Twenty years ago, in the early morning hours of April 7, 2001, Cincinnati Police Officer Stephen Roach shot and killed 19-year-old Timothy Thomas in an Over-the-Rhine alley. Thomas was the 15th Black man killed by police since 1995, and his death sparked three days of unrest that highlighted a deep divide between Cincinnati’s Black community and the police. That mistrust, along with lawsuits accusing the department of a decades-long history of racial profiling, helped shape the Collaborative Agreement. We hope our coverage online, on air and on all streaming platforms will start a conversation about what led to the unrest, what has happened since and what work still needs to be done.
CINCINNATI — Cincinnati City Hall was packed on April 9, 2001 when Angela Leisure came to City Council’s Law and Public Safety Committee looking for answers.
Days earlier, Leisure’s son, 19-year-old Timothy Thomas, was shot and killed by a white police officer Stephen Roach. A community frustrated by a lack of answers marched to City Hall, and Leisure spoke directly to members of Council.
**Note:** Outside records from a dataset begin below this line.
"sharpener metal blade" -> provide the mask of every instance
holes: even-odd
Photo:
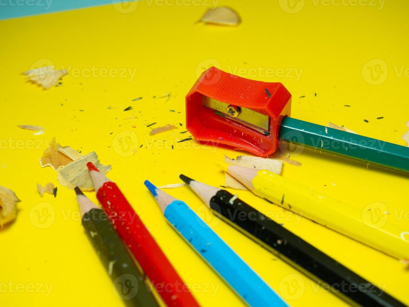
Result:
[[[202,105],[205,108],[213,110],[220,116],[243,124],[264,135],[270,134],[269,124],[270,119],[268,116],[252,110],[241,107],[240,108],[240,113],[236,117],[232,117],[227,111],[228,107],[231,104],[204,95],[202,96]]]

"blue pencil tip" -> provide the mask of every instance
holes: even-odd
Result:
[[[156,196],[157,195],[157,193],[156,193],[156,190],[157,190],[156,187],[151,183],[150,181],[148,180],[145,180],[144,184],[148,188],[148,190],[149,190],[149,192],[152,194],[153,196]]]

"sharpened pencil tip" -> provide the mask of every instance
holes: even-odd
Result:
[[[88,169],[90,171],[90,172],[91,172],[91,171],[97,171],[97,172],[99,172],[99,170],[94,165],[94,163],[92,162],[88,162],[87,163],[87,167],[88,167]]]
[[[179,178],[180,178],[180,179],[183,181],[183,182],[188,185],[190,185],[190,183],[192,181],[194,181],[194,180],[192,179],[191,178],[190,178],[187,176],[185,176],[183,174],[180,174],[179,175]]]
[[[77,195],[84,195],[84,193],[82,192],[82,191],[81,191],[81,189],[78,187],[75,187],[74,188],[74,191],[75,191],[75,194]]]
[[[148,188],[148,190],[149,190],[149,192],[152,193],[154,196],[157,195],[157,193],[156,192],[157,187],[151,183],[150,181],[148,180],[145,180],[145,182],[144,183],[144,184],[145,185],[145,186]]]

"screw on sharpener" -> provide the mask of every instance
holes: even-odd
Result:
[[[291,95],[280,83],[235,76],[212,67],[186,96],[186,126],[196,139],[221,143],[266,157],[279,145]]]

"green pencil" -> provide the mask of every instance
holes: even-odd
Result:
[[[128,306],[159,306],[105,212],[78,187],[75,190],[82,226],[113,281],[117,296]]]

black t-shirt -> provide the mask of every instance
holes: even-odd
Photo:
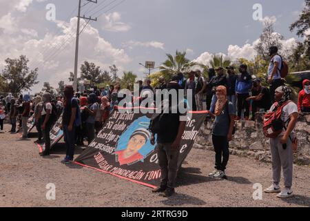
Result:
[[[180,86],[175,82],[170,82],[167,86],[169,89],[178,90]],[[169,97],[170,98],[170,97]],[[170,104],[171,106],[171,104]],[[161,144],[172,143],[176,138],[180,125],[180,113],[178,108],[176,113],[172,113],[171,108],[169,113],[162,114],[160,120],[161,132],[157,134],[157,142]]]
[[[267,88],[262,86],[260,90],[256,90],[252,89],[252,96],[258,96],[259,94],[262,93],[262,99],[259,100],[260,103],[264,104],[267,107],[270,107],[271,106],[271,97],[270,95],[269,90]],[[264,108],[265,106],[262,107]]]
[[[67,102],[63,108],[63,124],[64,125],[69,125],[71,119],[72,108],[79,108],[78,101],[76,98],[71,99],[71,102]]]

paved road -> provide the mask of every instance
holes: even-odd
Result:
[[[5,125],[6,131],[9,126]],[[281,200],[262,194],[252,198],[253,185],[270,185],[271,165],[231,155],[228,180],[207,177],[212,151],[193,149],[179,171],[177,193],[163,198],[144,186],[75,164],[63,165],[63,144],[41,157],[35,138],[0,133],[0,206],[309,206],[310,168],[294,166],[295,196]],[[79,148],[77,153],[83,150]],[[56,200],[48,200],[47,184],[56,186]]]

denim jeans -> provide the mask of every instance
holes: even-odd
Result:
[[[73,160],[75,144],[75,126],[72,126],[72,130],[69,131],[68,125],[63,125],[63,137],[65,146],[67,147],[65,157],[70,160]]]

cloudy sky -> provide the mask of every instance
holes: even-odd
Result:
[[[39,67],[39,80],[56,86],[68,81],[74,70],[78,0],[0,0],[0,70],[7,57],[25,55],[30,66]],[[211,54],[223,53],[234,59],[254,58],[254,45],[263,21],[274,22],[285,37],[285,47],[297,37],[289,30],[304,6],[304,0],[98,0],[82,1],[81,15],[98,17],[81,20],[79,66],[87,60],[109,70],[132,70],[139,78],[145,70],[138,63],[165,59],[166,53],[187,50],[190,59],[207,64]],[[87,3],[84,6],[84,4]],[[260,3],[262,20],[253,19],[253,6]],[[48,4],[55,6],[54,21]]]

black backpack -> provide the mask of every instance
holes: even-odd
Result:
[[[52,112],[50,113],[50,119],[48,120],[50,122],[54,124],[57,121],[57,107],[54,103],[50,104],[52,104]],[[46,104],[44,104],[43,108],[46,112]]]

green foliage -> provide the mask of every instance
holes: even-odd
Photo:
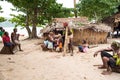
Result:
[[[120,0],[81,0],[77,4],[77,9],[79,10],[79,15],[101,20],[116,13],[119,5]]]
[[[9,21],[12,23],[15,23],[15,27],[17,26],[25,26],[25,16],[24,15],[14,15],[11,14],[11,16],[13,16],[13,18],[11,18]]]
[[[2,7],[0,6],[0,13],[2,13]],[[4,22],[6,21],[6,19],[4,17],[0,17],[0,22]]]
[[[6,19],[4,17],[0,17],[0,22],[4,22]]]

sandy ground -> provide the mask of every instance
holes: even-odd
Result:
[[[0,80],[120,80],[120,73],[102,75],[103,70],[94,66],[102,64],[100,55],[93,57],[94,52],[109,43],[99,44],[87,53],[77,54],[75,48],[74,56],[68,53],[63,57],[62,53],[43,52],[40,41],[24,40],[23,52],[0,54]],[[0,49],[2,46],[0,43]]]

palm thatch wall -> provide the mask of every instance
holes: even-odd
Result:
[[[86,40],[89,44],[107,43],[107,32],[95,32],[92,29],[75,29],[73,43],[80,45],[82,40]]]
[[[111,26],[112,30],[114,30],[114,27],[118,27],[120,23],[120,12],[117,12],[112,16],[104,18],[102,22],[107,24],[108,26]]]
[[[64,22],[71,22],[68,25],[73,29],[73,43],[81,44],[82,40],[86,40],[89,44],[99,44],[107,42],[107,34],[111,31],[111,27],[99,23],[90,24],[85,18],[57,18],[54,19],[55,24],[44,28],[41,32],[48,33],[56,28],[63,28]]]

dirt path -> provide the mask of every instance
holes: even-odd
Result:
[[[100,56],[93,58],[93,53],[110,44],[98,45],[88,53],[77,54],[75,50],[74,56],[62,57],[62,53],[43,52],[38,42],[25,40],[23,52],[0,54],[0,80],[120,80],[119,73],[102,75],[103,70],[93,66],[102,63]]]

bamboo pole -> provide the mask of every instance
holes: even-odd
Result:
[[[66,30],[65,30],[65,43],[64,43],[63,56],[65,56],[67,53],[67,46],[68,46],[68,26],[66,27]]]

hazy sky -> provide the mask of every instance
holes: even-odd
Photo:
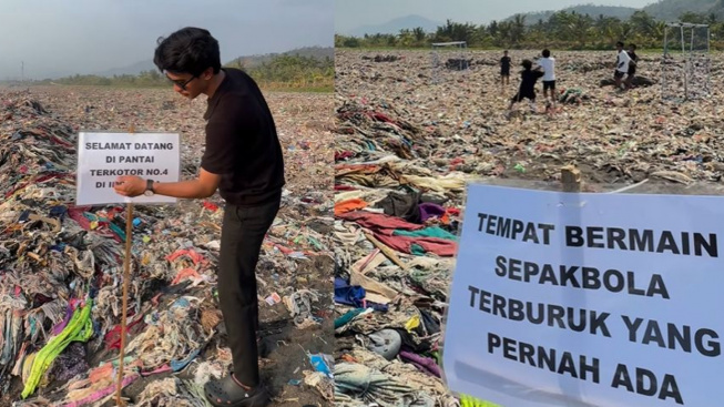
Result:
[[[432,21],[487,23],[516,13],[558,10],[577,4],[644,7],[657,0],[336,0],[335,29],[345,33],[360,26],[379,24],[417,14]]]
[[[94,73],[153,59],[156,39],[211,31],[222,62],[334,44],[334,0],[0,0],[0,80]]]

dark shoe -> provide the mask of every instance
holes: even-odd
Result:
[[[265,407],[272,401],[268,391],[262,384],[251,390],[245,390],[236,383],[232,374],[206,383],[204,394],[215,407]]]

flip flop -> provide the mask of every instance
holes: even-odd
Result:
[[[272,399],[263,385],[246,391],[228,374],[218,380],[208,380],[204,385],[206,399],[215,407],[265,407]]]

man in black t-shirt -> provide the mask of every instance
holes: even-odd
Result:
[[[161,194],[203,199],[218,189],[226,201],[218,260],[218,302],[234,370],[204,387],[214,406],[269,403],[259,380],[256,263],[264,235],[281,204],[284,180],[282,146],[272,112],[246,73],[222,69],[218,42],[204,29],[184,28],[160,40],[154,63],[181,95],[205,94],[206,146],[198,177],[159,183],[121,176],[124,196]]]
[[[502,52],[500,59],[500,84],[510,84],[510,57],[508,57],[508,50]]]
[[[636,75],[636,64],[639,63],[639,55],[636,55],[636,45],[635,44],[629,44],[629,58],[631,58],[631,61],[629,61],[629,72],[626,72],[626,80],[625,84],[628,89],[633,88],[633,77]]]
[[[540,67],[533,68],[533,62],[531,60],[523,60],[521,63],[523,70],[520,72],[520,89],[518,93],[510,100],[510,105],[508,110],[513,109],[513,104],[521,102],[523,99],[528,99],[530,103],[530,110],[536,111],[536,82],[539,78],[543,77],[543,71]]]

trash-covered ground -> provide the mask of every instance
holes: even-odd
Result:
[[[287,185],[257,269],[262,377],[275,406],[329,405],[333,96],[266,96]],[[205,98],[49,87],[2,89],[0,102],[0,405],[115,405],[126,208],[74,205],[77,133],[179,132],[191,177]],[[203,384],[231,367],[215,288],[222,215],[218,195],[134,207],[130,405],[205,406]]]
[[[550,187],[573,164],[587,191],[720,184],[721,54],[712,55],[710,98],[662,102],[660,55],[640,55],[638,87],[620,92],[602,87],[615,51],[553,51],[558,103],[547,105],[539,81],[534,105],[507,112],[521,61],[539,53],[511,51],[501,87],[502,52],[440,53],[435,69],[429,51],[337,50],[339,405],[457,403],[438,350],[467,181]],[[455,70],[459,60],[470,69]]]

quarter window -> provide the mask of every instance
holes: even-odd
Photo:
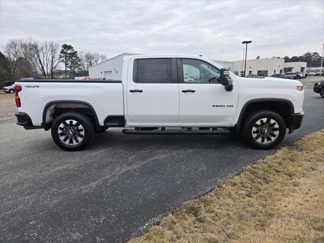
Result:
[[[220,71],[207,62],[196,59],[182,59],[184,82],[218,83]]]
[[[137,60],[137,83],[171,83],[171,59]]]

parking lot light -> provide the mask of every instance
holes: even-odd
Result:
[[[248,53],[248,44],[252,43],[252,40],[245,40],[244,42],[242,42],[242,44],[247,45],[245,49],[245,65],[244,66],[244,76],[245,76],[246,71],[247,69],[247,53]]]

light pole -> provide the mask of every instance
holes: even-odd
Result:
[[[248,53],[248,44],[252,43],[252,40],[245,40],[242,42],[242,44],[247,44],[247,47],[245,48],[245,65],[244,66],[244,76],[245,76],[245,72],[247,69],[247,53]]]
[[[242,76],[242,73],[243,73],[243,65],[244,65],[244,51],[245,49],[243,48],[243,59],[242,59],[242,71],[241,71],[241,77]]]

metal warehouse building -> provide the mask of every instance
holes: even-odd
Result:
[[[246,75],[271,76],[274,73],[282,73],[292,71],[306,72],[306,62],[285,62],[284,58],[264,58],[263,59],[247,60]],[[241,75],[244,72],[243,61],[233,62],[232,71]]]
[[[106,79],[122,80],[123,58],[125,56],[138,55],[123,53],[89,68],[89,76]]]
[[[99,77],[106,79],[122,80],[123,58],[125,56],[139,55],[125,53],[106,60],[89,68],[89,76]],[[234,62],[211,60],[228,68],[235,74],[241,75],[244,71],[243,61]],[[264,58],[247,60],[246,75],[271,76],[274,73],[282,73],[291,71],[306,72],[307,63],[303,62],[285,62],[283,58]]]
[[[89,68],[89,76],[106,79],[122,79],[123,58],[126,56],[139,55],[137,53],[124,53]],[[224,67],[232,70],[233,62],[211,59]]]

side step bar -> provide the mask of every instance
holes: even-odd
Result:
[[[221,130],[202,130],[191,131],[187,130],[166,130],[163,129],[161,130],[140,130],[139,129],[124,129],[123,133],[125,134],[139,135],[222,135],[224,134],[228,134],[230,133],[231,131],[229,129],[221,129]]]

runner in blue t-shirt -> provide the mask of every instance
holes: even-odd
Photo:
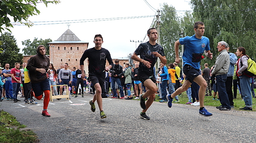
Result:
[[[205,93],[207,83],[199,74],[199,69],[203,52],[211,59],[212,58],[212,54],[210,51],[209,39],[203,36],[205,32],[204,24],[200,21],[195,22],[194,31],[195,35],[180,38],[175,42],[175,62],[177,63],[179,63],[180,61],[179,57],[179,45],[184,45],[185,46],[182,60],[184,62],[183,73],[186,76],[186,80],[181,87],[178,89],[171,95],[167,96],[167,104],[168,107],[171,107],[173,98],[187,90],[192,83],[194,81],[200,86],[198,94],[200,104],[199,115],[207,117],[212,116],[212,114],[208,112],[204,107]]]

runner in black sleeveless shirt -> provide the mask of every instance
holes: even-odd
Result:
[[[81,78],[83,79],[85,76],[83,62],[88,58],[89,63],[89,77],[95,89],[95,94],[93,99],[89,102],[91,105],[91,110],[95,112],[96,109],[95,102],[97,101],[99,108],[101,118],[107,116],[103,111],[102,98],[101,98],[101,87],[104,85],[105,70],[108,71],[113,66],[113,62],[110,54],[108,50],[101,47],[103,43],[103,38],[100,34],[96,35],[93,42],[95,47],[86,50],[80,59],[80,66],[82,70]],[[106,60],[108,60],[109,65],[106,67]]]
[[[140,117],[145,120],[150,119],[146,115],[146,111],[154,101],[155,94],[157,91],[154,66],[158,57],[164,64],[165,65],[167,63],[163,47],[156,42],[158,36],[156,29],[151,28],[148,29],[148,36],[149,41],[140,44],[131,56],[133,60],[140,62],[138,70],[138,77],[147,89],[144,94],[140,96],[141,107],[143,109]],[[138,56],[138,55],[140,55],[141,58]],[[149,97],[148,99],[145,103],[145,99],[147,97]]]

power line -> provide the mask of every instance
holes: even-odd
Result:
[[[180,11],[180,12],[213,12],[213,11],[256,11],[256,9],[244,9],[244,10],[215,10],[215,11]]]
[[[119,20],[123,19],[134,19],[134,18],[145,18],[154,16],[134,16],[134,17],[127,17],[123,18],[101,18],[101,19],[88,19],[88,20],[61,20],[61,21],[42,21],[42,22],[32,22],[32,23],[45,23],[48,22],[48,23],[39,23],[39,24],[35,24],[34,25],[53,25],[53,24],[65,24],[65,23],[80,23],[80,22],[97,22],[97,21],[108,21],[108,20]],[[53,23],[49,23],[53,22]],[[11,23],[13,26],[24,26],[25,24],[19,23],[18,22],[12,22]],[[3,26],[4,26],[3,25]]]

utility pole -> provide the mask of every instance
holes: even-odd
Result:
[[[157,44],[160,45],[160,10],[159,9],[157,10],[157,21],[155,23],[155,26],[156,25],[157,26],[157,34],[158,34],[158,36],[157,36]],[[156,71],[157,71],[158,68],[159,67],[160,65],[160,59],[159,58],[157,58],[157,65],[156,67],[155,67]]]
[[[184,37],[184,36],[183,35],[183,30],[181,30],[181,37],[183,38]],[[182,51],[182,54],[181,54],[181,58],[182,59],[182,56],[183,55],[183,53],[184,52],[184,45],[181,45],[181,51]],[[181,67],[182,68],[182,69],[181,70],[182,72],[183,72],[183,59],[182,59],[182,65],[181,65]]]

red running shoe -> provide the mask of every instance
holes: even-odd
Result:
[[[51,116],[51,115],[49,114],[49,113],[48,113],[48,112],[47,112],[47,110],[43,110],[43,112],[42,112],[42,115],[46,117]]]

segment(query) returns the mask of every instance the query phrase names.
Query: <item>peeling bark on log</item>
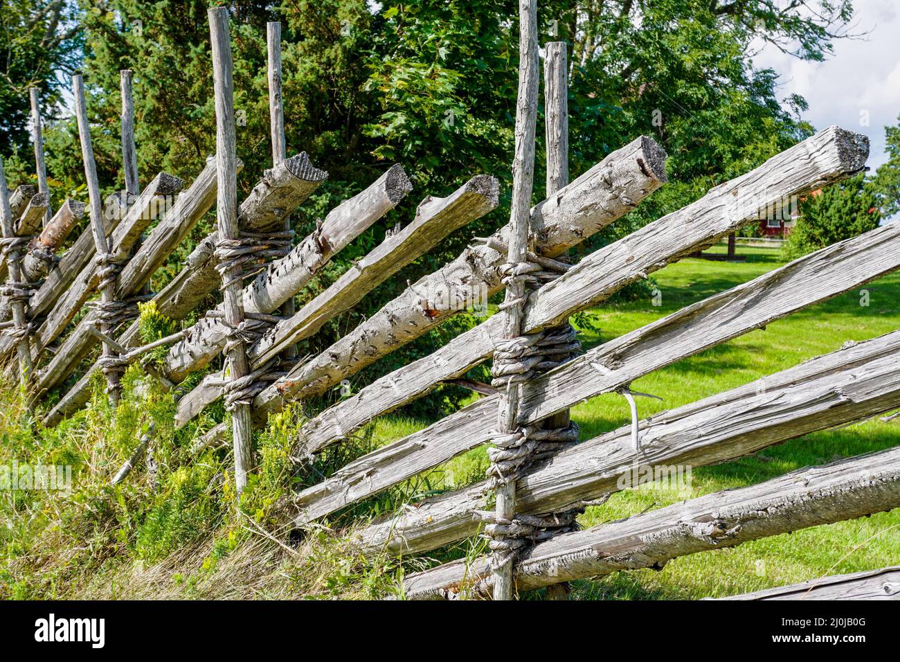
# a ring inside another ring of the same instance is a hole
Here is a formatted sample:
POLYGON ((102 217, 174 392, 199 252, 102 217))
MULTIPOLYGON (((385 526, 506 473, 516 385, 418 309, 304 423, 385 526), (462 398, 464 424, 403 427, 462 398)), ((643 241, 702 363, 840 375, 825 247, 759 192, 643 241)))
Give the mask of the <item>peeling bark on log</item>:
MULTIPOLYGON (((104 230, 106 232, 106 236, 110 237, 118 227, 123 215, 104 214, 104 230)), ((57 303, 57 300, 66 293, 72 281, 94 259, 95 255, 96 249, 94 245, 93 231, 90 227, 87 227, 78 239, 75 240, 72 247, 62 256, 58 264, 50 270, 50 273, 47 274, 47 278, 44 280, 44 284, 40 286, 32 297, 29 302, 29 316, 31 319, 33 320, 45 314, 57 303)), ((8 349, 0 342, 0 355, 6 353, 6 351, 8 351, 8 349)))
MULTIPOLYGON (((29 244, 28 254, 22 260, 22 268, 29 282, 40 280, 47 276, 50 268, 50 265, 34 255, 33 251, 55 252, 68 237, 72 228, 81 220, 86 206, 85 203, 67 199, 53 214, 53 218, 48 222, 40 235, 29 244)), ((4 313, 0 311, 0 319, 4 318, 4 313)))
MULTIPOLYGON (((498 196, 497 180, 480 175, 447 197, 427 198, 418 206, 416 218, 410 225, 386 238, 292 318, 279 322, 254 345, 248 352, 251 367, 265 365, 288 346, 309 338, 326 322, 349 310, 374 287, 430 250, 449 233, 494 209, 498 196), (269 339, 271 341, 267 342, 269 339), (263 353, 254 353, 255 349, 263 353)), ((208 328, 212 328, 215 323, 215 320, 210 320, 208 328)), ((223 335, 223 332, 220 331, 218 334, 223 335)), ((170 357, 174 351, 175 348, 169 353, 170 357)), ((217 390, 210 385, 202 385, 198 388, 202 389, 202 393, 187 398, 184 404, 179 403, 179 427, 199 413, 205 404, 214 402, 220 392, 220 389, 217 390)))
MULTIPOLYGON (((398 164, 364 191, 333 209, 319 230, 288 255, 270 264, 244 288, 244 310, 247 313, 274 312, 300 292, 332 257, 393 209, 410 190, 412 185, 398 164)), ((220 312, 221 306, 216 310, 220 312)), ((227 333, 228 328, 222 320, 202 319, 184 341, 169 350, 166 376, 173 382, 180 382, 189 373, 204 367, 221 351, 227 333)), ((288 344, 292 342, 279 347, 278 351, 286 349, 288 344)))
MULTIPOLYGON (((900 404, 900 331, 850 345, 640 423, 602 434, 536 467, 519 486, 520 512, 558 511, 637 482, 644 467, 704 467, 736 459, 900 404)), ((486 482, 382 518, 360 534, 364 552, 428 551, 472 535, 472 511, 485 506, 486 482)))
MULTIPOLYGON (((517 564, 516 586, 525 591, 618 570, 662 567, 688 554, 898 506, 900 449, 891 449, 564 533, 536 545, 517 564)), ((423 599, 454 597, 461 588, 487 594, 490 575, 483 558, 471 565, 454 561, 408 577, 405 593, 423 599)))
MULTIPOLYGON (((900 268, 900 227, 878 228, 811 253, 731 290, 609 340, 523 385, 518 423, 616 391, 653 370, 900 268)), ((498 395, 351 462, 295 497, 314 520, 433 468, 487 441, 498 395), (394 458, 402 457, 402 462, 394 458)))
POLYGON ((900 566, 832 575, 719 600, 900 600, 900 566))
MULTIPOLYGON (((715 243, 755 218, 757 207, 779 204, 786 195, 814 187, 819 181, 849 176, 865 160, 863 148, 857 152, 850 150, 854 141, 853 134, 826 130, 748 175, 717 186, 688 207, 589 255, 567 274, 530 295, 525 312, 526 332, 559 323, 579 310, 597 305, 628 283, 715 243), (800 167, 801 161, 807 166, 800 167), (786 171, 788 177, 776 185, 786 171), (730 203, 733 194, 750 197, 755 204, 744 205, 747 209, 743 210, 735 208, 730 203)), ((490 318, 433 354, 394 370, 338 403, 303 426, 297 453, 314 453, 340 441, 374 418, 464 375, 492 356, 500 332, 500 320, 490 318)), ((323 359, 330 358, 322 356, 323 359)), ((343 360, 343 354, 335 360, 343 360)), ((256 404, 278 406, 279 388, 285 396, 304 395, 308 391, 302 376, 307 370, 305 366, 298 367, 284 380, 293 380, 292 387, 275 384, 260 394, 256 404)))
MULTIPOLYGON (((262 180, 240 205, 238 213, 240 230, 249 232, 277 230, 284 216, 306 200, 327 177, 327 172, 310 164, 306 152, 292 156, 276 168, 266 170, 262 180), (292 179, 299 181, 292 183, 292 179), (280 206, 284 204, 289 206, 280 206)), ((184 268, 153 298, 160 313, 180 320, 219 286, 221 278, 212 258, 218 240, 219 235, 215 231, 202 239, 188 256, 184 268)), ((120 282, 127 271, 123 270, 120 282)), ((131 324, 119 337, 119 341, 129 348, 137 347, 140 343, 138 323, 131 324)), ((87 375, 44 417, 45 425, 58 424, 63 418, 87 403, 90 398, 89 375, 97 368, 96 364, 92 366, 87 375)))
MULTIPOLYGON (((131 252, 141 233, 165 211, 165 201, 181 189, 182 180, 166 173, 159 173, 144 189, 131 205, 125 218, 112 231, 109 238, 109 250, 122 258, 131 252)), ((98 221, 98 222, 102 222, 98 221)), ((34 337, 32 355, 35 359, 44 348, 59 337, 72 319, 83 308, 96 290, 100 282, 100 268, 92 261, 87 264, 72 282, 68 291, 61 296, 47 318, 38 329, 34 337)), ((114 298, 111 288, 110 296, 114 298)), ((112 300, 112 299, 111 299, 112 300)), ((104 331, 107 332, 107 331, 104 331)))
MULTIPOLYGON (((212 206, 215 195, 216 166, 215 159, 211 158, 194 184, 178 195, 175 205, 144 239, 140 248, 122 268, 116 281, 116 298, 126 299, 141 291, 153 273, 212 206)), ((38 393, 53 388, 65 380, 94 348, 96 338, 88 328, 94 324, 94 313, 82 318, 52 360, 39 373, 35 384, 38 393)))
MULTIPOLYGON (((531 211, 536 252, 553 258, 627 213, 665 181, 665 153, 649 138, 613 152, 531 211)), ((504 245, 505 226, 494 233, 504 245)), ((254 402, 261 415, 284 399, 320 395, 378 358, 427 333, 501 288, 498 268, 506 256, 487 245, 467 249, 453 262, 420 278, 369 320, 311 361, 295 368, 254 402), (443 310, 425 297, 448 299, 443 310)), ((251 350, 253 351, 253 350, 251 350)))

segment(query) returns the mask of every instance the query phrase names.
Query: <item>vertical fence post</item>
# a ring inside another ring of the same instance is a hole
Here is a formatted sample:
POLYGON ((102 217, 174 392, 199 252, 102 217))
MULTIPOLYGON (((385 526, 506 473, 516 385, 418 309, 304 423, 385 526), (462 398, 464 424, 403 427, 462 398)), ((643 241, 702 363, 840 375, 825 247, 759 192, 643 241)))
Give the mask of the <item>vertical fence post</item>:
MULTIPOLYGON (((238 239, 238 154, 235 137, 234 86, 232 80, 231 39, 229 14, 225 7, 211 7, 210 41, 212 46, 212 77, 216 105, 216 168, 219 191, 216 217, 219 223, 219 249, 238 239)), ((238 329, 244 322, 241 267, 221 265, 224 289, 225 322, 238 329)), ((230 341, 227 348, 230 378, 240 379, 248 374, 247 352, 242 341, 230 341)), ((239 494, 247 486, 247 475, 253 466, 253 437, 250 405, 230 404, 234 435, 234 478, 239 494)))
MULTIPOLYGON (((569 71, 565 41, 551 41, 544 47, 544 116, 547 150, 547 199, 569 183, 569 71)), ((551 416, 545 423, 550 430, 568 428, 569 410, 551 416)), ((566 584, 547 586, 547 599, 564 600, 566 584)))
MULTIPOLYGON (((509 210, 509 242, 507 264, 512 268, 524 262, 528 244, 528 221, 531 215, 531 194, 535 178, 535 125, 537 122, 537 7, 536 0, 519 0, 518 4, 518 101, 516 105, 516 152, 512 164, 512 203, 509 210)), ((522 304, 525 282, 508 276, 504 299, 503 339, 521 334, 522 304)), ((513 433, 518 413, 519 386, 510 380, 500 394, 498 430, 513 433)), ((498 522, 512 520, 516 513, 515 478, 500 484, 497 489, 496 518, 498 522)), ((512 598, 513 559, 507 559, 494 568, 494 600, 512 598)))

"Even when you tell me why, it isn't going to make it better,” she said “But at least I'm gonna hear you acknowledge the fact that you took a part of my life from me. So, I demand to know: why?"
Ken Lawson, the attorney representing Leisure, sat with her and Reverend Damon Lynch III, the president of the Cincinnati Black United Front, at the speakers table. Lawson said Lynch then asked him a question that turned into a pivotal moment in the civil unrest that would follow.
“(Lynch) said, ‘Hey, do you want me to have had the people locked, lock the doors and lock City Council in until they answer Angela's question?’" Lawson remembered. "And I said, ‘Well, you know, I'm a practicing attorney. So I can't tell you to lock in the council members, but yeah, lock 'em in.’ And so, because we were dead serious at that point. I mean, we have been down there over and over again. And she had one simple request: What was his reason for telling me for what, what did the officer say was his reason for shooting Timothy?”
Tom Streicher, who was Cincinnati’s police chief, remembers that meeting well. Lawson, Leisure and the community had questions he just couldn’t answer.
“I'm sitting on live TV being asked about a criminal investigation,” Streicher recalled. “In my head I'm thinking, well, we've got a criminal investigation against one of our officers. He's probably watching this. I say the wrong thing, I compromise the investigation. I blow the whole thing and he walks away scot-free. Is that a cover up? Is that intentional, unintentional?"
But the crowd gathered demanded answers.
"The fact that we want to know is, when the man came around the corner, why did you shoot him? That part's missing. That's what we came down here for,” Lawson told officials that day.
Charlie Luken, Cincinnati’s mayor at that time, told WCPO he can't forget that City Hall showdown as chambers filled with people.
"You've got an administration saying they can't give you information because they were trying to get the right information from the police officer, so they weren't saying anything," Luken said. "So the Black community views that as a lie. Now, you'll see the police department get the information out right away, within a few hours. Then, days go by and they're going, 'Eh! It's under investigation.'
"Well, that just sounds like you're gonna wait 'til things die down, and then you're gonna tell your lies again. And it wasn't gonna work this time," he said.
It was later that night that the unrest began. City Hall, Cincinnati police headquarters and parts of Downtown and Over-the-Rhine were damaged or in flames. The unrest ended after Luken declared a citywide curfew.